Cara Haffey, Leader of Industry for Industrials and Services at PwC UK
“As the Autumn Budget fast approaches, the manufacturing industry will be keen to hear what steps government will take to boost growth and ensure the industry can compete on the global stage.
“Our Value in Motion research shows that megatrends, such as AI, climate change, and geopolitical shifts, are driving industries including manufacturing to reconfigure how they operate through innovation and automation, to ensure they can meet future demands.
“There is opportunity and there is ambition, the key to unlocking this will be focusing on three areas; strengthen the skills pipeline, support resilient supply chains, and drive innovation.
“One change which could really make a difference would be to allow the inclusion of leasing within Full Expensing — this would enable thousands of smaller firms to invest in modern machinery and technology without upfront capital barriers.
“We have already seen some positive measures announced to energise the sector and steps taken to inject investment. The Regional Investment Summit saw some key announcements: it brought the Life Sciences Innovative Manufacturing Fund (LSIMF) into play, with its first two investments announced in Keele and Birmingham, potentially unlocking over £30 million.
“We also saw a targeted skills package announced by The West Midlands Combined Authority in October, this is a welcome response to the need to work with business to deliver much-needed skills and training. The pace of change is rapid, so in parallel, businesses can’t sit still and wait for the skills to come to them, the sector itself needs to focus on upskilling its current workforce.
“The Chancellor’s promise to ‘cut red tape’ has been received positively but the industry is also looking for direction, following consultations on key reliefs relating to R&D and other measures for major capital projects which provide tax certainty.
“The industry is primed to power economic growth, the government’s Industrial Strategy recognises that, now businesses need clarity and stability”.
Rachel Moore, R&D Tax Partner, PwC UK
“The UK R&D tax landscape has undergone significant change in recent years, most notably, the merger of the previous relief schemes into a single R&D Expenditure Credit (RDEC) regime. This has been accompanied by enhanced compliance measures and increased HMRC scrutiny to strengthen oversight of the system.

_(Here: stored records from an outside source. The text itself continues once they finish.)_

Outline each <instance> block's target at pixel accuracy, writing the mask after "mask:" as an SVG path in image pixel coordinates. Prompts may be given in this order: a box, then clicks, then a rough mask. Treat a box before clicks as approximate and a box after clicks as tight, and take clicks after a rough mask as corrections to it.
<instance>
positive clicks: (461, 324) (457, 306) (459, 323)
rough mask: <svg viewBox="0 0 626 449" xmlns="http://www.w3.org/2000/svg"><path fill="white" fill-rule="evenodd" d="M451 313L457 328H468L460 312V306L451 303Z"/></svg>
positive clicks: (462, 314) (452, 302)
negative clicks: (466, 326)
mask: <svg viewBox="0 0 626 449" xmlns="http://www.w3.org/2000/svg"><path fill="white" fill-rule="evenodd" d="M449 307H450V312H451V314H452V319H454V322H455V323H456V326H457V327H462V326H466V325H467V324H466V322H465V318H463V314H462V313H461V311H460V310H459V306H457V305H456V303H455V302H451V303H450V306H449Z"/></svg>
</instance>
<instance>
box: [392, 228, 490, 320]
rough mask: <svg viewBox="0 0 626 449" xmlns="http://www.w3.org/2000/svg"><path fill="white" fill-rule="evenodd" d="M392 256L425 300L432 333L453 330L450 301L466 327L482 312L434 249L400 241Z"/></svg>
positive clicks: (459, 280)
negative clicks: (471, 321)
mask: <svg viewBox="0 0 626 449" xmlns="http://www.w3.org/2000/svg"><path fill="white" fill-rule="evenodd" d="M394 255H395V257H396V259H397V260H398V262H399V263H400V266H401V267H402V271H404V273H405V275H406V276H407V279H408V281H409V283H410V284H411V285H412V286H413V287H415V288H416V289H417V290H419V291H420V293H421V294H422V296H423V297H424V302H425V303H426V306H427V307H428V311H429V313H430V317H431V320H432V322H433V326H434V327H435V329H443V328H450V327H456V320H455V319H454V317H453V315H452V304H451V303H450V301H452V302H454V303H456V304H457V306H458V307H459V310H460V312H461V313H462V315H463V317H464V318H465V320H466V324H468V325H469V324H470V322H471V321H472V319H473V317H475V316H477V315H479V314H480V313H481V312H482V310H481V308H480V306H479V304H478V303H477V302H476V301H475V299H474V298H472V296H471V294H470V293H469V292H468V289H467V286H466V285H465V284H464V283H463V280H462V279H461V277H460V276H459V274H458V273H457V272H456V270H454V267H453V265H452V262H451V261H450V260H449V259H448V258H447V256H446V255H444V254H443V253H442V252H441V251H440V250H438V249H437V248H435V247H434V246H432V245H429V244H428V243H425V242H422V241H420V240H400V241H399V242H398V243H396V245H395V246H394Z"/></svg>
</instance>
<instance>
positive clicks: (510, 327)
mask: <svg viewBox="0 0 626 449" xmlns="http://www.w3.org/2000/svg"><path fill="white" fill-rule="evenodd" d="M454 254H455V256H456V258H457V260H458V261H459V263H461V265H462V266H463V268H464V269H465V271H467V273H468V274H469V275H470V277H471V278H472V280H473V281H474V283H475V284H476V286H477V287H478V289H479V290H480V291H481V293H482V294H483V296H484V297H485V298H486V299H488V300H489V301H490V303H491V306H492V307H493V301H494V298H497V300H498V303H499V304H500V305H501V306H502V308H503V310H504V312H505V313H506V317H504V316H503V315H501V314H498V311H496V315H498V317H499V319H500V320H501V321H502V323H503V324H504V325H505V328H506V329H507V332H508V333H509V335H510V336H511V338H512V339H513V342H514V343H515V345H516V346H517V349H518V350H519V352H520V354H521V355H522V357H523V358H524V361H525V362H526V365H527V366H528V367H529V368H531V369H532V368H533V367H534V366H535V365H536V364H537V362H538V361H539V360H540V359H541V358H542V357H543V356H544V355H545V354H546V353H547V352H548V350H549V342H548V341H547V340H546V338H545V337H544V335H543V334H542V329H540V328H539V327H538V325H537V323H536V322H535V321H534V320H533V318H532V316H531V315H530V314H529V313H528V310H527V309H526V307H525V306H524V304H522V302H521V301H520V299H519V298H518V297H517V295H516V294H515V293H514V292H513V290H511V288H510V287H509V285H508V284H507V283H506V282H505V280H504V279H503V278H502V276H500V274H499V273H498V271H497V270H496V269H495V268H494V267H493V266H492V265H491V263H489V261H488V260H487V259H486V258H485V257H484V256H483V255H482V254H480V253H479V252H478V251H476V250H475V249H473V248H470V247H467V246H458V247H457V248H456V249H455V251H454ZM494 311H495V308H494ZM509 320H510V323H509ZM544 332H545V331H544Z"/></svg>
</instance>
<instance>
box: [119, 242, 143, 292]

“With this in mind, businesses will be hoping for a Budget that brings stability rather than further major changes to the R&D regime, along with progress towards greater simplicity and certainty. The merged RDEC regime is seen by some as overly complex, resulting in higher compliance costs. A more streamlined process and clearer guidance on eligible claims would be widely welcomed. Potential announcements, such as the introduction of an advance assurance regime, could help achieve this, provided they do not add to the administrative burden for businesses."